The core unpack_B function dequantizes FP8 weights from VNNI-packed format to BFloat16 using AVX-512 intrinsics:
- Weights are stored in [K/2, N, 2] VNNI layout
- FP8 values are loaded as uint16 pairs via _mm512_loadu_si512
- Conversion pipeline: FP8 -> BF16 (via CVT_FP8_TO_BF16_EXT) -> FP32 (for scaling via CVT_BF16_TO_FP32) -> BF16 (for AMX compute via _mm512_cvtne2ps_pbh)
- Per-tensor scale is applied as float multiplication: _mm512_mul_ps(value, scale * fp8_bias)
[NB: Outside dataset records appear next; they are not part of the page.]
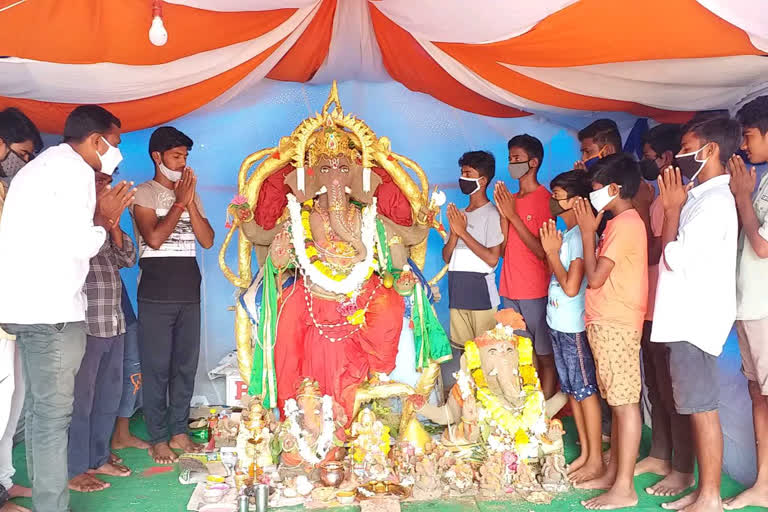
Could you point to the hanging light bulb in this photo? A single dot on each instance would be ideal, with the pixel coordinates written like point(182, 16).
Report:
point(157, 33)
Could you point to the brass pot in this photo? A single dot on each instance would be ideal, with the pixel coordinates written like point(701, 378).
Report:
point(332, 474)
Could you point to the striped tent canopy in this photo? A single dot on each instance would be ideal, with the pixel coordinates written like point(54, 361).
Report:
point(661, 59)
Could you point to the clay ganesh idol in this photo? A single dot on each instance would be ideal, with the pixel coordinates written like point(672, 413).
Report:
point(312, 431)
point(338, 228)
point(497, 399)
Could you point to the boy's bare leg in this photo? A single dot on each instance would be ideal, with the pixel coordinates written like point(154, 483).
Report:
point(581, 428)
point(757, 495)
point(122, 438)
point(607, 477)
point(593, 467)
point(709, 452)
point(626, 439)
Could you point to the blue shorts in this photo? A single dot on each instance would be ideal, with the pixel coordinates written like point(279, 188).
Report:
point(575, 364)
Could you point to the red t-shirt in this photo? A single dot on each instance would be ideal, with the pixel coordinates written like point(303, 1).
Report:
point(523, 275)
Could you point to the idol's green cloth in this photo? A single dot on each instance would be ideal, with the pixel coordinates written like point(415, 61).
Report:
point(263, 381)
point(429, 337)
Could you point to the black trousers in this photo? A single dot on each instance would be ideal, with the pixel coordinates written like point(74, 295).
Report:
point(670, 431)
point(169, 348)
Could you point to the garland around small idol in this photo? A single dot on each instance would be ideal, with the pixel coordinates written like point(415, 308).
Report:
point(519, 426)
point(324, 441)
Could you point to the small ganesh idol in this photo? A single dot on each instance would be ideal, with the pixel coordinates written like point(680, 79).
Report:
point(369, 447)
point(312, 431)
point(254, 439)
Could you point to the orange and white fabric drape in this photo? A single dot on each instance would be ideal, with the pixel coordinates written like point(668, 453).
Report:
point(657, 58)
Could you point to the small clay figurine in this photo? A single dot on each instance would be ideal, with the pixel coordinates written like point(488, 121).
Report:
point(492, 477)
point(552, 441)
point(554, 477)
point(427, 484)
point(460, 478)
point(524, 480)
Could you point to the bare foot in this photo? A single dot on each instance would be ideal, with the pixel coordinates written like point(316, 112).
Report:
point(653, 465)
point(111, 469)
point(756, 496)
point(18, 491)
point(577, 463)
point(682, 502)
point(12, 507)
point(130, 441)
point(603, 482)
point(671, 485)
point(162, 454)
point(695, 503)
point(87, 483)
point(589, 471)
point(612, 500)
point(185, 444)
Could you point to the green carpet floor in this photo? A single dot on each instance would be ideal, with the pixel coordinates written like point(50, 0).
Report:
point(163, 493)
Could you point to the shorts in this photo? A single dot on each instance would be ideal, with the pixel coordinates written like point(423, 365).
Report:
point(617, 360)
point(574, 363)
point(534, 312)
point(753, 342)
point(468, 324)
point(695, 378)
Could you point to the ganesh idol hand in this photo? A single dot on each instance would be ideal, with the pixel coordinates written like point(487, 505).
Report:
point(417, 401)
point(585, 216)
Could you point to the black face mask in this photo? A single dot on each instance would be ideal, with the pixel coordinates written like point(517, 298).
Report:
point(555, 208)
point(649, 169)
point(469, 185)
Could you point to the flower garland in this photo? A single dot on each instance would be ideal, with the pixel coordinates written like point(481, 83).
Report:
point(519, 424)
point(315, 271)
point(324, 440)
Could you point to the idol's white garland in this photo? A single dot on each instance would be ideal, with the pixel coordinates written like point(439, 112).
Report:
point(324, 440)
point(359, 272)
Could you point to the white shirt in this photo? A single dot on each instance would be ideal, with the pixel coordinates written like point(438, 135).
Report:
point(752, 270)
point(696, 299)
point(47, 238)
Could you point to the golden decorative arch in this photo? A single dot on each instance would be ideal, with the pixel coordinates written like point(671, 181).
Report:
point(292, 150)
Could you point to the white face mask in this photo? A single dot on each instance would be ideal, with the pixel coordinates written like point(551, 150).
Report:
point(601, 197)
point(111, 159)
point(173, 176)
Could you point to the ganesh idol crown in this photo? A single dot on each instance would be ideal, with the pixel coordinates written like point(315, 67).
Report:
point(338, 227)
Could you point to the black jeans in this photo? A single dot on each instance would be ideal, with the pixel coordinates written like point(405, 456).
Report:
point(98, 386)
point(670, 431)
point(169, 348)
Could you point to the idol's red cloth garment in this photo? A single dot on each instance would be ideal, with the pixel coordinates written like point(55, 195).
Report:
point(341, 366)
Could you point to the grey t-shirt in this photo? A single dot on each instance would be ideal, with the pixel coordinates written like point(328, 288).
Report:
point(471, 281)
point(169, 274)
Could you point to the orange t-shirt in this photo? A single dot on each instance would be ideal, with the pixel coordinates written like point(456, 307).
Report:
point(523, 275)
point(657, 224)
point(623, 298)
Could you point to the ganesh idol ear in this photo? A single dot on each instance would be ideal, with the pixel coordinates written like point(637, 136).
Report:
point(363, 184)
point(463, 363)
point(303, 183)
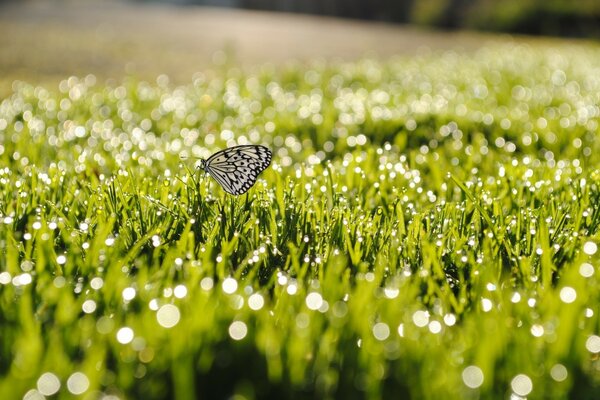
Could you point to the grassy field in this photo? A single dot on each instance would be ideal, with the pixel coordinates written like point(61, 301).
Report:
point(429, 229)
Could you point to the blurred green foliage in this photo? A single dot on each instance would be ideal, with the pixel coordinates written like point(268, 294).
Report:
point(429, 229)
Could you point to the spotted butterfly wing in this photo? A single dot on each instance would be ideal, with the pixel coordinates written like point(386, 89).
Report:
point(237, 168)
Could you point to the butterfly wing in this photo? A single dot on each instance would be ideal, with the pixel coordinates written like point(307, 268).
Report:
point(237, 168)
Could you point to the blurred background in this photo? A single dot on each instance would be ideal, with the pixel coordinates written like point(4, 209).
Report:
point(539, 17)
point(44, 41)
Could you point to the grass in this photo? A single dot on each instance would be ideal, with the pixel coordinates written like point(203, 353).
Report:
point(428, 229)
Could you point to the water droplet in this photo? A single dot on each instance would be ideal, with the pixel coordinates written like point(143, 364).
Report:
point(33, 394)
point(238, 330)
point(168, 316)
point(125, 335)
point(48, 384)
point(97, 283)
point(421, 318)
point(22, 280)
point(450, 319)
point(314, 301)
point(486, 305)
point(128, 294)
point(206, 283)
point(435, 327)
point(586, 270)
point(381, 331)
point(521, 385)
point(391, 293)
point(292, 288)
point(180, 291)
point(78, 383)
point(590, 248)
point(88, 306)
point(229, 285)
point(256, 302)
point(472, 376)
point(568, 294)
point(559, 372)
point(5, 278)
point(537, 330)
point(592, 344)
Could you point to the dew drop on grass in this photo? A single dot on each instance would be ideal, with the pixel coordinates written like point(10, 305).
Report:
point(256, 302)
point(435, 327)
point(391, 292)
point(125, 335)
point(128, 294)
point(472, 376)
point(97, 283)
point(33, 394)
point(486, 304)
point(559, 372)
point(586, 270)
point(206, 283)
point(521, 385)
point(292, 288)
point(153, 304)
point(450, 319)
point(78, 383)
point(381, 331)
point(229, 285)
point(421, 318)
point(48, 384)
point(5, 278)
point(314, 301)
point(592, 344)
point(180, 291)
point(590, 248)
point(238, 330)
point(568, 294)
point(168, 316)
point(537, 330)
point(88, 306)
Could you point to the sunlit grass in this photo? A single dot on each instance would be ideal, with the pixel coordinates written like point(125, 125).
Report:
point(428, 229)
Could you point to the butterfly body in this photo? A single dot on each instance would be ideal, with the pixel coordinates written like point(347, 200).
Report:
point(237, 168)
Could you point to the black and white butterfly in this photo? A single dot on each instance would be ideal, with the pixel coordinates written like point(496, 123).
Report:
point(237, 168)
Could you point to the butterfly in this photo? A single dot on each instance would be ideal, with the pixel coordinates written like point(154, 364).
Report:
point(237, 168)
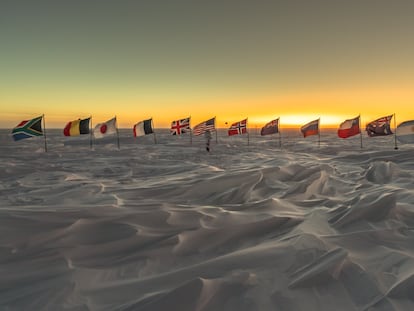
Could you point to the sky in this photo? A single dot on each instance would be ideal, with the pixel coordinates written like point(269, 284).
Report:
point(295, 59)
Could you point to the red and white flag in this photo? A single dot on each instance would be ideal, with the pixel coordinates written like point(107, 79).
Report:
point(238, 128)
point(180, 126)
point(349, 128)
point(106, 128)
point(201, 128)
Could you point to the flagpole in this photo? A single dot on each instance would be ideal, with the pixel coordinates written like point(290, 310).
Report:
point(44, 131)
point(191, 131)
point(248, 136)
point(215, 129)
point(117, 133)
point(395, 134)
point(319, 133)
point(360, 132)
point(280, 135)
point(153, 129)
point(90, 134)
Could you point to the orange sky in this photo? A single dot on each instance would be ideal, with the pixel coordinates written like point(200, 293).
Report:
point(263, 60)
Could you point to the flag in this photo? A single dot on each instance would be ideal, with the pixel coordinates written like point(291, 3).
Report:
point(238, 128)
point(405, 132)
point(311, 128)
point(105, 128)
point(77, 127)
point(349, 128)
point(208, 125)
point(28, 128)
point(379, 127)
point(180, 126)
point(143, 128)
point(271, 127)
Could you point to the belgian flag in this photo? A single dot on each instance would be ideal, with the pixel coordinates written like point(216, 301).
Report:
point(77, 127)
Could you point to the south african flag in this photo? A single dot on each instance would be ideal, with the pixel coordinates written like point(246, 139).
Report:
point(28, 128)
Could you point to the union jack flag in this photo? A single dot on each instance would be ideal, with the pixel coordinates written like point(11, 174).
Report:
point(379, 127)
point(238, 128)
point(180, 126)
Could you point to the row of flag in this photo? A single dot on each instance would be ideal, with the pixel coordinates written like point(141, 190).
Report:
point(348, 128)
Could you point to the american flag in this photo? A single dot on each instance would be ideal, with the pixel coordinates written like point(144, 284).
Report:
point(180, 126)
point(238, 128)
point(208, 125)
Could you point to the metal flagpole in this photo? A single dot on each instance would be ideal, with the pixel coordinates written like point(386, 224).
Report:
point(319, 133)
point(395, 133)
point(360, 132)
point(44, 131)
point(90, 133)
point(248, 136)
point(117, 133)
point(191, 132)
point(280, 135)
point(153, 130)
point(215, 129)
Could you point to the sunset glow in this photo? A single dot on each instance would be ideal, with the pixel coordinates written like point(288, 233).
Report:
point(167, 61)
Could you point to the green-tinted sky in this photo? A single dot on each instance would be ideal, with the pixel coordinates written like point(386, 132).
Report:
point(170, 59)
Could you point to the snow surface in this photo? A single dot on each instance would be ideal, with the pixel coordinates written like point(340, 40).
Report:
point(168, 226)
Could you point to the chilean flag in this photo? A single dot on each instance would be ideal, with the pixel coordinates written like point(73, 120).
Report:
point(349, 128)
point(311, 128)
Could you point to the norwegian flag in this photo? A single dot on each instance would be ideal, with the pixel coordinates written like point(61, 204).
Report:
point(238, 128)
point(180, 126)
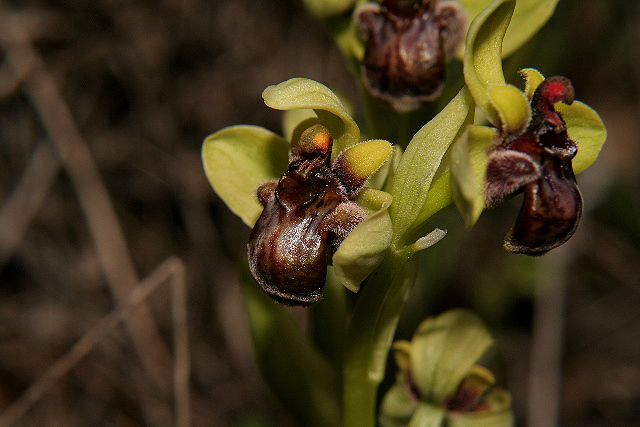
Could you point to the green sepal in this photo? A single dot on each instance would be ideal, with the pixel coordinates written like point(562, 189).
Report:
point(586, 128)
point(397, 406)
point(299, 93)
point(364, 248)
point(468, 163)
point(532, 79)
point(237, 160)
point(444, 349)
point(512, 107)
point(482, 65)
point(420, 161)
point(427, 415)
point(304, 382)
point(528, 17)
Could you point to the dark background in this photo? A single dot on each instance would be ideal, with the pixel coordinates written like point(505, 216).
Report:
point(145, 82)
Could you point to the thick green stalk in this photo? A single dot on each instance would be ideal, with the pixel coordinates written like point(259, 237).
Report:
point(370, 333)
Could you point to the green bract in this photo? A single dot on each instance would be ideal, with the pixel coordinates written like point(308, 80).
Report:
point(310, 386)
point(468, 163)
point(328, 8)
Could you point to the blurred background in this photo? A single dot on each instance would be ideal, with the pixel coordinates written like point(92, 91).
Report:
point(103, 109)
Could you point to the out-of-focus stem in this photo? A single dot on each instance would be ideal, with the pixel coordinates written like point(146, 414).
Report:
point(370, 333)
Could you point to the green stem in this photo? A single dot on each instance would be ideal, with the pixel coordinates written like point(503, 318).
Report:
point(373, 324)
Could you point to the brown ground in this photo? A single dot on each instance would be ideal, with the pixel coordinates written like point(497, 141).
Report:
point(103, 109)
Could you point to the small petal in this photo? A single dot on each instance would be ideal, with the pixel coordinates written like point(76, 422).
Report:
point(364, 248)
point(528, 17)
point(585, 127)
point(407, 47)
point(237, 160)
point(550, 213)
point(532, 79)
point(468, 171)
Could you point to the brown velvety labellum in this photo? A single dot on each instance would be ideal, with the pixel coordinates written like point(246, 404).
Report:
point(550, 213)
point(288, 245)
point(407, 47)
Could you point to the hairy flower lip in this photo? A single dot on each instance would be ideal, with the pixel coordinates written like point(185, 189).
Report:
point(538, 163)
point(407, 46)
- Block size is fixed at 32 (matching AMX tile width)
- Prefetch distance of 64 iterations hides memory latency
Additional helper functions:
- copy_stub: Converts float accumulator results to scalar_t output with SIMD vectorization
- copy_add_stub: Fused bias addition and type conversion in a single pass
The dequantized BFloat16 output is then consumed by standard BF16 AMX brgemm kernels for the actual matrix multiplication.
Usage
Use this GEMM variant when serving models with FP8 quantized weights on CPU. The FP8 weights must be pre-packed in VNNI format. This is the CPU equivalent of GPU FP8 quantization schemes.
Code Reference
Source Location
- Repository: Sgl_project_Sglang
- File: sgl-kernel/csrc/cpu/gemm_fp8.cpp
- Lines: 1-555
Signature
// Dequantize FP8 weights from VNNI format to BFloat16
inline void unpack_B(
at::BFloat16* __restrict__ Btmp,
const at::Float8_e4m3fn* __restrict__ packed_B,
int N, int K,
int ldb, int ldb_tmp,
float scale);
// Float-to-scalar conversion with SIMD
template <typename scalar_t>
inline void copy_stub(
scalar_t* __restrict__ out,
const float* __restrict__ input,
int64_t size);
// Fused bias addition and type conversion
template <typename scalar_t>
inline void copy_add_stub(
scalar_t* __restrict__ out,
const float* __restrict__ input,
const float* __restrict__ bias,
int64_t size);
Import
#include "common.h"
#include "gemm.h"
#include "vec.h"
I/O Contract
Inputs
| Name | Type | Required | Description |
|---|---|---|---|
| packed_B | Float8_e4m3fn* | Yes | FP8 weights in VNNI-packed format [K/2, N, 2] |
| N | int | Yes | Number of output channels |
| K | int | Yes | Number of input channels |
| ldb | int | Yes | Leading dimension of packed FP8 weight buffer |
| ldb_tmp | int | Yes | Leading dimension of output BFloat16 buffer |
| scale | float | Yes | Per-tensor dequantization scale factor |
Outputs
| Name | Type | Description |
|---|---|---|
| Btmp | BFloat16* | Dequantized weights in BFloat16 VNNI format, ready for AMX brgemm |
Usage Examples
FP8 Weight Dequantization
// Dequantize FP8 VNNI-packed weights to BFloat16 for AMX compute
at::BFloat16 Btmp[BLOCK_N * K];
unpack_B(
Btmp, // output: BF16 weights
fp8_packed_weight, // input: FP8 weights in VNNI format
BLOCK_N, // N: output channels in this block
K, // K: input channels
ldb, // leading dim of FP8 buffer
ldb_tmp, // leading dim of BF16 buffer
weight_scale // per-tensor scale
);
// Btmp is now ready for BF16 AMX brgemm
Fused Bias Addition
// Convert float accumulator to BFloat16 with bias in a single pass
float accum[N];
float bias[N];
at::BFloat16 output[N];
copy_add_stub<at::BFloat16>(output, accum, bias, N);